The so called Tichý-Miller theorem proved that Popper’s original definition of truthlikeness in terms of truth and falsity contents was technically untenable. It also launched the post-Popperian research program on truthlikeness, leading to a couple of new, refined definitions eschewing the problems of Popper’s one. It is instructive to see how this negative result works against Popper’s definition.

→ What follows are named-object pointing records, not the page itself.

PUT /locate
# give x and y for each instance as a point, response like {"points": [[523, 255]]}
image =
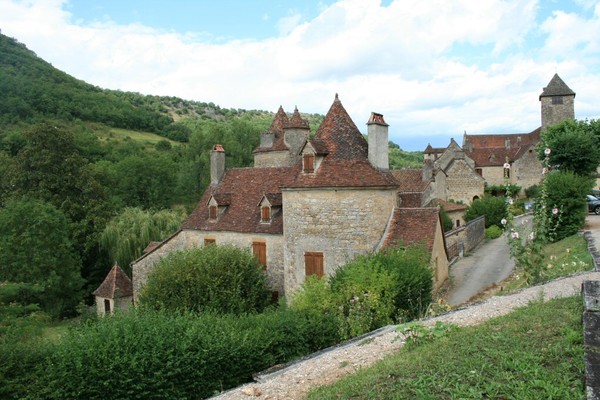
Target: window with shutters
{"points": [[309, 163], [313, 264], [212, 212], [265, 214], [259, 249]]}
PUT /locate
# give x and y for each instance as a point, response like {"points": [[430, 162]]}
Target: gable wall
{"points": [[339, 223], [187, 239], [272, 159], [493, 175], [527, 170], [462, 182]]}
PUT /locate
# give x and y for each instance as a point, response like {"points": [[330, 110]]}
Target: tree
{"points": [[36, 250], [222, 279], [493, 208], [50, 168], [127, 234], [566, 204], [574, 146]]}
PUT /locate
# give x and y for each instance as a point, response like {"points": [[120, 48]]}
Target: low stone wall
{"points": [[465, 238]]}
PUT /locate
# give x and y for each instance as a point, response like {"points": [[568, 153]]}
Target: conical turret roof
{"points": [[556, 87]]}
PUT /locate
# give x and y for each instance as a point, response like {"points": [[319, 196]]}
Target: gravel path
{"points": [[294, 381]]}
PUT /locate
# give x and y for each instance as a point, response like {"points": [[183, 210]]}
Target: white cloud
{"points": [[431, 67]]}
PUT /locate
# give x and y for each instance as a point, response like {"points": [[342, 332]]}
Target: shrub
{"points": [[493, 232], [532, 191], [163, 355], [222, 279], [566, 193], [493, 208], [446, 221]]}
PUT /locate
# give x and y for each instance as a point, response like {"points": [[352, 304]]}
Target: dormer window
{"points": [[265, 214], [308, 162]]}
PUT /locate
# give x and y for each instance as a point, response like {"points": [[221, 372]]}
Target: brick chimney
{"points": [[217, 164], [377, 131]]}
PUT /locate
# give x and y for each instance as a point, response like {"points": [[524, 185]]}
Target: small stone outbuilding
{"points": [[115, 293]]}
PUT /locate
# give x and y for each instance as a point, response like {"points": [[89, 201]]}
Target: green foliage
{"points": [[36, 250], [33, 90], [575, 146], [163, 355], [493, 232], [417, 334], [566, 193], [500, 359], [501, 190], [446, 220], [371, 291], [404, 159], [222, 279], [22, 351], [128, 234], [532, 191], [493, 208]]}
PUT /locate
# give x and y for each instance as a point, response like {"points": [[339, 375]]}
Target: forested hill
{"points": [[31, 89]]}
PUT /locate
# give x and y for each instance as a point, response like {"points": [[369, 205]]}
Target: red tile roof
{"points": [[491, 150], [556, 87], [447, 205], [116, 285], [413, 225], [346, 161], [246, 187]]}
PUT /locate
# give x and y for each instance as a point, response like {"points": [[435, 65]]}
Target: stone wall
{"points": [[187, 239], [493, 175], [527, 170], [465, 238], [555, 113], [462, 182], [337, 222]]}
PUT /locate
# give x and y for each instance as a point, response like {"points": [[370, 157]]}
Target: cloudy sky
{"points": [[433, 68]]}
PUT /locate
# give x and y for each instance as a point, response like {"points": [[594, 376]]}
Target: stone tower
{"points": [[558, 102]]}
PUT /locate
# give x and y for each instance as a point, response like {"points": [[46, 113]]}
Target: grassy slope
{"points": [[534, 353]]}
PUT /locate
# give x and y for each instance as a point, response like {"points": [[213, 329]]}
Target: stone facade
{"points": [[315, 203], [340, 223], [491, 152]]}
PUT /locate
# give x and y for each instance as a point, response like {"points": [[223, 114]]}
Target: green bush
{"points": [[163, 355], [371, 291], [532, 191], [566, 193], [446, 221], [493, 232], [222, 279], [493, 208]]}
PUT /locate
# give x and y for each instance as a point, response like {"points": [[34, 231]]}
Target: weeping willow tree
{"points": [[127, 234]]}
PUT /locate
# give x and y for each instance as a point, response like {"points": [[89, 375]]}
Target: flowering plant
{"points": [[527, 238]]}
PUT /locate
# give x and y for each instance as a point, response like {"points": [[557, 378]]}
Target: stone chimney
{"points": [[377, 131], [296, 133], [217, 164]]}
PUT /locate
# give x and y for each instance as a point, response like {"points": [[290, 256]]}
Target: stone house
{"points": [[114, 293], [308, 205], [491, 152]]}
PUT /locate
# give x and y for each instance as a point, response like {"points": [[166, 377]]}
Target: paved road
{"points": [[488, 265]]}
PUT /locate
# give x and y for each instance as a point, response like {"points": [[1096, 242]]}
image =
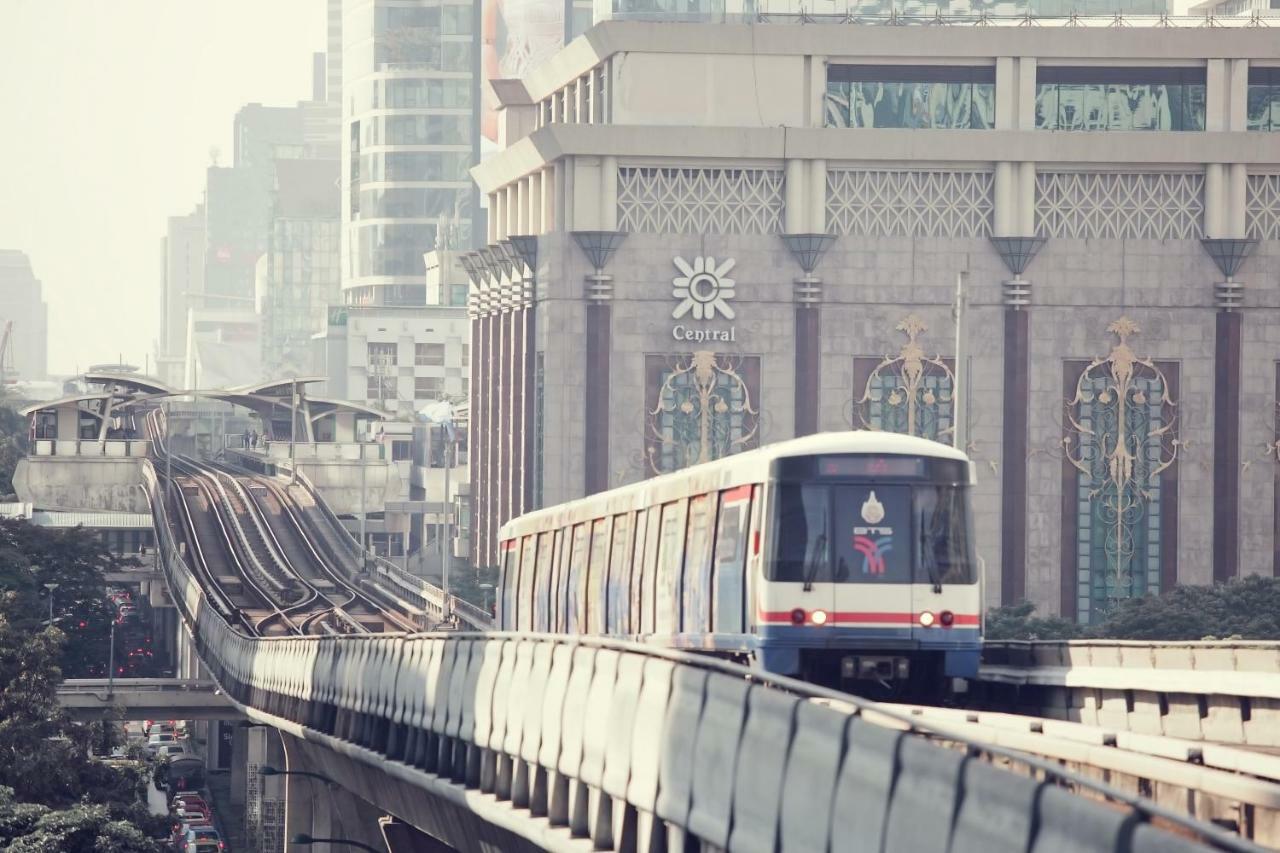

Let us suppose that \(A\) and \(B\) are both false, and that \(A\)’s truth content exceeds \(B\)’s. Let \(a\) be a true sentence entailed by \(A\) but not by \(B\). Let \(f\) be any falsehood entailed by A. Since \(A\) entails both \(a\) and \(f\) the conjunction, \(a \amp f\) is a falsehood entailed by \(A\), and so part of \(A\)’s falsity content. If \(a \amp f\) were also part of \(B\)’s falsity content \(B\) would entail both \(a\) and \(f\). But then it would entail \(a\) contrary to the assumption. Hence \(a \amp f\) is in \(A\)’s falsity content and not in \(B\)’s. So \(A\)’s truth content cannot exceeds \(B\)’s without \(A\)’s falsity content also exceeding \(B\)’s.

Suppose now that \(B\)’s falsity content exceeds \(A\)’s. Let \(g\) be some falsehood entailed by \(B\) but not by \(A\), and let \(f\), as before, be some falsehood entailed by \(A\). The sentence \(f\rightarrow g\) is a truth, and since it is entailed by \(g\), is in \(B\)’s truth content. If it were also in \(A\)’s then both \(f\) and \(f\rightarrow g\) would be consequences of \(A\) and hence so would \(g\), contrary to the assumption. Thus \(A\)’s truth content lacks a sentence, \(f\rightarrow g\), which is in \(B\)’s. So \(B\)’s falsity content cannot exceeds \(A\)’s without \(B\)’s truth content also exceeding \(A\)’s. The relationship depicted in Diagram 4 simply cannot obtain: in this sense, that picture is an “impossible” one, like those in Escher’s famous drawings.